How can I not tell you about the way he hugs me from behind when I'm "making" Pop Tarts? We've argued about this, Pop Tarts do not require cooking, only warming up. He'll tell me I'm wrong, with a kiss on the nose and cheeky smile. So I forgive him for his mistake and continue to "make" his breakfast.

What about the way his licks his bottom lip and glances hungrily at my own, waiting patiently to see if I am comfortable with such an intimate gesture? Despite robbing me of my heart, he never takes what isn't his. Kisses included. Ever the gentleman, never wanting to hurt me. With him there is no pain, only a desire to be in his embrace. To talk about our days, underneath the covers- a makeshift blanket fort. 'Cosy' he called it.
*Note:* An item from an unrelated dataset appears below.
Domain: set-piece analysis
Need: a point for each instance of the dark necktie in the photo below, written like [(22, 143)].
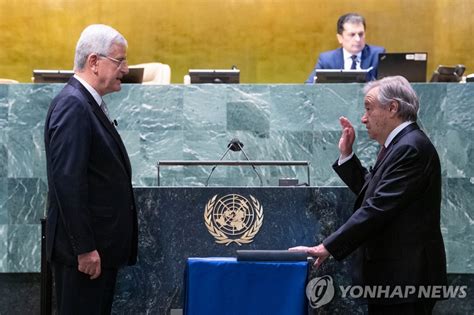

Let me also talk about our carnal pleasures, so attentive he is my body and aware of what hie touches, curious to see what will cause me to writhe and tremble beneath his body. The blooming red of love bites are the only marks he has ever inflicted upon my skin. I am particularly fascinated with the dilation of his pupils. Although I adore the clear colour of his irises, when they become swallowed up by his evident yearning for my form, I cannot help but gasp with delight and feel my own body come alive with need, a need for him.

I am in love with him and his entirety. I will not apologise for my actions. I am not in control of my emotions and I do not want to be. Think me insane, I accept this delirium without a seconds regret.